Agency adds 10 new partners, plans new HQ

In a major change for the 56-year-old family-owned boutique, the Gersh Agency will break ground next year on its Wilshire Boulevard HQ, which will open its doors in early 2007. And for the first time, the agency has bestowed partnerships upon 10 key agents.

Moves were made by co-presidents and principal owners David and Bob Gersh, who ran the agency with their father, founder Phil Gersh, who died last year. The brothers will head the core management committee along with Leslie Siebert, who nine years ago became the sole employee not named Gersh to be a partner. Siebert has risen to senior managing partner status.

Elevated to partner level are L.A.-based film and TV agents Lorrie Bartlett, David DeCamillo, Chuck James and Ken Kaplan; Rick Greenstein, who launched and runs Gersh’s comedy/personal appearance division; feature lit division head Richard Arlook; and Gary Loder, who heads Gersh’s TV lit division.

Gersh also made partners of Gotham-based Bill Butler, who runs its New York outpost; and Gotham-based talent agents Stephen Hirsh and Rhonda Price.

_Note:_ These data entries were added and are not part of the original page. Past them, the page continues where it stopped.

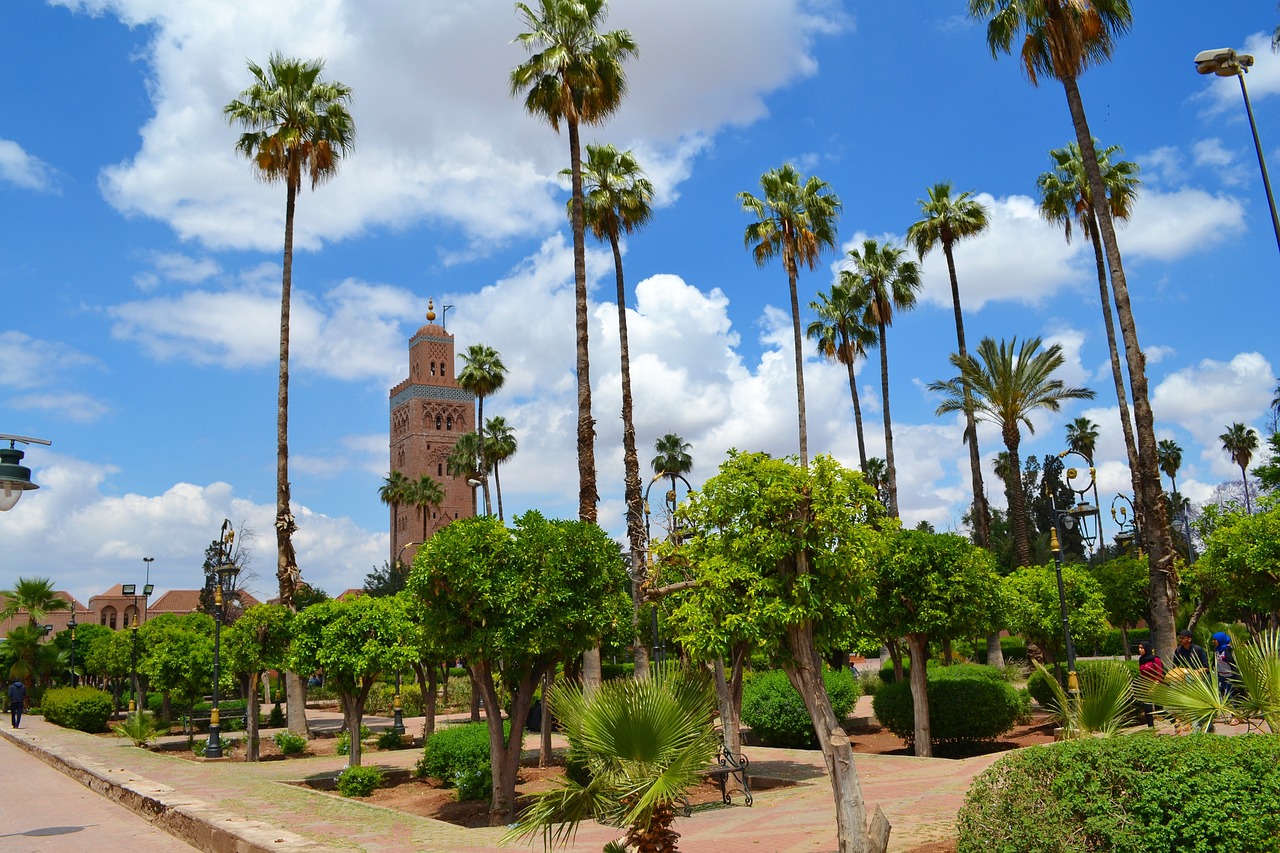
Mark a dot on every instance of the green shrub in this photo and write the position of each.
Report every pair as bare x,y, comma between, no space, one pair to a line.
967,703
359,781
777,715
83,708
289,743
458,756
1128,794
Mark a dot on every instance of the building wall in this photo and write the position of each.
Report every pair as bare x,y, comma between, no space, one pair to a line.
428,414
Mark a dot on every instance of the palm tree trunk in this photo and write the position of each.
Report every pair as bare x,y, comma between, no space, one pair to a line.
1116,373
981,512
1162,591
631,473
1016,497
795,333
858,407
890,468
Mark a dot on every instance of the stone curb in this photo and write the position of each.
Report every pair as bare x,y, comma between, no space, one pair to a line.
200,824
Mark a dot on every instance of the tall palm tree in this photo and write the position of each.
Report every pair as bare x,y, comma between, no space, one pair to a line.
945,220
617,199
393,492
483,373
574,76
1082,436
425,492
295,124
1008,384
36,596
499,445
1239,442
1061,39
886,283
842,334
796,220
1065,195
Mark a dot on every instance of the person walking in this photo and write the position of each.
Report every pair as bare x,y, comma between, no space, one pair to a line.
17,702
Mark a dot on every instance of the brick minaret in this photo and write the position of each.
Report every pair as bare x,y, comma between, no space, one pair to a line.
429,413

The Gersh brothers wouldn’t divulge the exact location of the Wilshire Boulevard parcel on which they are about to close a deal, or the firm that will erect the headquarters. They said their new haunt will put them right in the center of the agency action in Beverly Hills.

They’ll have 40,000 square feet and state-of-the-art screening and conference rooms. Agency currently is housed in 15,000 square feet of space on Canon Drive in Beverly Hills, with their comedy department located in a satellite office across the street. Gersh, which has 65 agents on both coasts, will remain in its existing Gotham office but will expand that space.

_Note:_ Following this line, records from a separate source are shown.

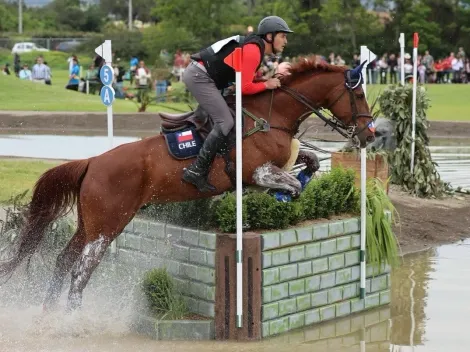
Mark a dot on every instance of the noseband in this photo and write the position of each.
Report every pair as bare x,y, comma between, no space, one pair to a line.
347,131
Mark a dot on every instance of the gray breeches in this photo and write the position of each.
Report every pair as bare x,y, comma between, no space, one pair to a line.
203,88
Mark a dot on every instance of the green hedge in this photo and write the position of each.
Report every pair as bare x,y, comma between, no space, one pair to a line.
396,105
56,60
332,193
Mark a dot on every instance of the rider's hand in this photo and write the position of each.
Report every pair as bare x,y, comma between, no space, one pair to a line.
272,83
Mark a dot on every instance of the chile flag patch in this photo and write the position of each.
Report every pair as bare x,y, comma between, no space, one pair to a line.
183,144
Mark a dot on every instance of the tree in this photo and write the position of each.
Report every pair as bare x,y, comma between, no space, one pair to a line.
208,20
8,20
141,9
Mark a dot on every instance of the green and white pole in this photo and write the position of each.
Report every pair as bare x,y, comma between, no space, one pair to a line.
107,95
369,56
235,61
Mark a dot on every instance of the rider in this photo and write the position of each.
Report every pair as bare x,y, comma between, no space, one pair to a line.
207,75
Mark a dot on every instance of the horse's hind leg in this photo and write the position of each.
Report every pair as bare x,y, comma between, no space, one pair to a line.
85,265
271,176
64,263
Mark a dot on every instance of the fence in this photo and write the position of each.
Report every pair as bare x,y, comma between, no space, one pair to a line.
48,43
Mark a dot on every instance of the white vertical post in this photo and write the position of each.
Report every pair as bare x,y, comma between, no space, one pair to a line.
234,60
362,252
20,16
413,111
239,132
130,17
104,50
401,40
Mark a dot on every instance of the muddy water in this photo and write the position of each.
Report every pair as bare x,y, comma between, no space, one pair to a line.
453,157
429,312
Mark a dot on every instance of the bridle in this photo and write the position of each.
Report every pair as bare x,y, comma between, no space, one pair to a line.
350,85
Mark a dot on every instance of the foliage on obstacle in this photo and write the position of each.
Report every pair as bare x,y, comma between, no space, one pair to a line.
396,104
163,298
382,244
331,194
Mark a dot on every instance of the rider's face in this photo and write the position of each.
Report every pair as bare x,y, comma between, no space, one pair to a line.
280,41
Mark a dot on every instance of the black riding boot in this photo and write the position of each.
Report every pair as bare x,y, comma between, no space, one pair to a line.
198,171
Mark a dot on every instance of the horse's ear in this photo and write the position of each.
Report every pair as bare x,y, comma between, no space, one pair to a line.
355,73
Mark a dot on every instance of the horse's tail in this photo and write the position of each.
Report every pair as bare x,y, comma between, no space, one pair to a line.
54,195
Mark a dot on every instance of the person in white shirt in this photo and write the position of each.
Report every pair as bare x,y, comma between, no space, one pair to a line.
25,73
142,80
142,76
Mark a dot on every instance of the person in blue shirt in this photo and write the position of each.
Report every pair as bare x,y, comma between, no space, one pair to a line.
133,67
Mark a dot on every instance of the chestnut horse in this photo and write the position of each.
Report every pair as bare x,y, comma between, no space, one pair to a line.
110,188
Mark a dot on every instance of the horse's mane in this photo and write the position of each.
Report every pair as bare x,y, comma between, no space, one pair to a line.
313,64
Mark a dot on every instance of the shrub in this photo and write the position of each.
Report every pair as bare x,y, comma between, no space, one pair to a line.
332,193
396,104
382,245
164,300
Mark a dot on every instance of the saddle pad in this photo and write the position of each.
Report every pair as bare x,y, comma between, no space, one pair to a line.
183,144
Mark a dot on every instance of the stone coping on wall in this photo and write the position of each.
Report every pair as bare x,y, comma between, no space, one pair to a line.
316,262
174,329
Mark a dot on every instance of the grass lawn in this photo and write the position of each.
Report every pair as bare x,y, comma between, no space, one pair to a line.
17,176
448,101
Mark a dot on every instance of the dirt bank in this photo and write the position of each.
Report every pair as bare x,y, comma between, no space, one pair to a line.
425,223
148,123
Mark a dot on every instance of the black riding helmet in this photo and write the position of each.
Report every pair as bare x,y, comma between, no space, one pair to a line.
272,24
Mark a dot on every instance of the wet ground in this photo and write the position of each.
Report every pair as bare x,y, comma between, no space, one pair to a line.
428,312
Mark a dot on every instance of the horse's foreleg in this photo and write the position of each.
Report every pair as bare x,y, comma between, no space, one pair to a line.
87,262
64,263
271,176
310,159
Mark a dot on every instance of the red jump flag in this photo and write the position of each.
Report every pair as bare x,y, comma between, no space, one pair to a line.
415,40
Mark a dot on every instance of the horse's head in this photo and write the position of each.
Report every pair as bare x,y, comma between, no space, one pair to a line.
348,103
318,84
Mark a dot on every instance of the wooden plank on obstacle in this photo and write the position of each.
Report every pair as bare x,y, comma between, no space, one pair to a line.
225,291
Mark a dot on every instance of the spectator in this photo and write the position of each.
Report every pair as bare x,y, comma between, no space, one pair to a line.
178,65
25,73
6,69
17,64
74,78
428,62
133,67
392,67
40,71
48,74
356,62
142,78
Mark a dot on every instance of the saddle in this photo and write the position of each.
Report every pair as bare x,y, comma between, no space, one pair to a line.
197,119
185,134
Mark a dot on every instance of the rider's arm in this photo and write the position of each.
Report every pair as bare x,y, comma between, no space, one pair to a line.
250,62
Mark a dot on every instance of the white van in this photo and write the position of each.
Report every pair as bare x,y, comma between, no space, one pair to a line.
26,47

Just as important as a glitzy headquarters, the ability to offer partnerships to incoming agents or its own fast-rising stars will allow the agency to be more competitive with other percenteries, the Gersh brothers said.

“We’ve had tremendous growth for the past five or so years in all areas of this company and wanted to both reward the people who’ve been a big part and ensure for future success with the people we’ve cultivated,” Bob Gersh said. “We wanted to give them a sense of ownership, to get away from the notion this is just a job.”

David Gersh said, “This helps us get away from the notion this is simply a family business, and it is valuable to be able to go out in the community and offer someone a stake in the company.” It is, he added, “a perception-changing move for us.”